Talking about the way you feel isn’t necessarily the same as condoning that feeling. If, for example, a mom tells you that she feels guilty when she needs to put her toddler in time-out for breaking the rules, she isn’t saying that she’s not going to do it anyway. She’s telling you that, even though she’s being strong, and sticking to her discipline plan, and doing what’s best for her kid, she feels bad inside. And she’s telling you that because there’s a chance that you might be a mom who also feels this way, and who might feel relieved and supported to know that you’re not the only one.

Listen, people aren’t special snowflakes for having feelings. People are special snowflakes for acting on their feelings, or wallowing in them.
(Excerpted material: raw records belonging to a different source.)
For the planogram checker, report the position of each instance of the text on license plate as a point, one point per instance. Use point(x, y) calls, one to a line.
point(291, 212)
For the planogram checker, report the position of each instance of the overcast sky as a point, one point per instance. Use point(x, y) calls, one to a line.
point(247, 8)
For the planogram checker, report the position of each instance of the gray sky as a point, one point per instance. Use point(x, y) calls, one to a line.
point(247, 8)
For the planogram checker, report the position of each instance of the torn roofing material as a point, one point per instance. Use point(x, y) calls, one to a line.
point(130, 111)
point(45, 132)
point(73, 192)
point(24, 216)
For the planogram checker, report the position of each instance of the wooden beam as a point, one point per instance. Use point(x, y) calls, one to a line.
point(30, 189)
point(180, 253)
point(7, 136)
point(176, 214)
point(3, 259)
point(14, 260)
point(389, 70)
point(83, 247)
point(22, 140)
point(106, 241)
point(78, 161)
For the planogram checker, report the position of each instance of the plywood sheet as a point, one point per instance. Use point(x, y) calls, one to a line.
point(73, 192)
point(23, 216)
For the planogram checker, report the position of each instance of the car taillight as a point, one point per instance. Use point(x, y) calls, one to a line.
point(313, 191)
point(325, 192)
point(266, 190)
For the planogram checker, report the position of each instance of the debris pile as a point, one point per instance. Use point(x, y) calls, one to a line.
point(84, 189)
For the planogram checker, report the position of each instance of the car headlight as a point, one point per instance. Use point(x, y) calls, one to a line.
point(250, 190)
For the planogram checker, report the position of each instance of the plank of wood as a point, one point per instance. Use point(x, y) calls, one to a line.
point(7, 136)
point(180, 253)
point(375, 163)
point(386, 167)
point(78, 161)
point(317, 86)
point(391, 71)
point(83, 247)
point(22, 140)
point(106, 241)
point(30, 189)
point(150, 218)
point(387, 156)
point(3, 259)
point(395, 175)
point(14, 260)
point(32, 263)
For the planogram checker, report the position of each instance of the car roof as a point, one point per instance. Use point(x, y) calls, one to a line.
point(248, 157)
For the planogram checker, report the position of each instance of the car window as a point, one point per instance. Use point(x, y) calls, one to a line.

And there’s a difference. If, on the other hand, this same mom tells you that she feels guilty when she puts her toddler in time-out so she’s stopped doing it. And if she wants you to tell her she’s still a good mom and that everything will be fine, and give her a cookie. Then you’re dealing with a special snowflake. See the difference?

People are different on the inside than they are on the outside. But that’s hard to remember. It’s hard to look at the perfectly put-together mom in the playground, who’s beatifically blowing bubbles for her rapt toddler, and remember that she’s just as broken on the inside as you. As we all are. Maybe not the in the same ways, but she’s not perfect. Because no one is perfect.

So yeah, all those headlines do kind of make us sound whiny if you imagine that that’s the kind of thing we sit around saying to each other all the time. That, if you hung out with a bunch of moms on any given day, all they’d want to talk about is their guilt and their resentment, and their anxiety. But most of the time, we’re not talking about that at all.

Most of the time we’re just doing our jobs, getting stuff done, working around (and through, and past) our feelings. And if we choose, in our precious few moments of spare time, to read an article about someone else’s guilt, or fear, or shame, it’s because knowing that someone feels the same way we do helps us do our jobs better.

So, those of us who feel brave enough tell the others of us who feel afraid that we’re not alone. That it’s normal to feel guilty, and lonely, and insecure, and uncertain. Because that knowledge gives us courage. Courage to suck it up. To keep going. To do the things that feel scary and hard. To be strong. To stand firm. To be moms.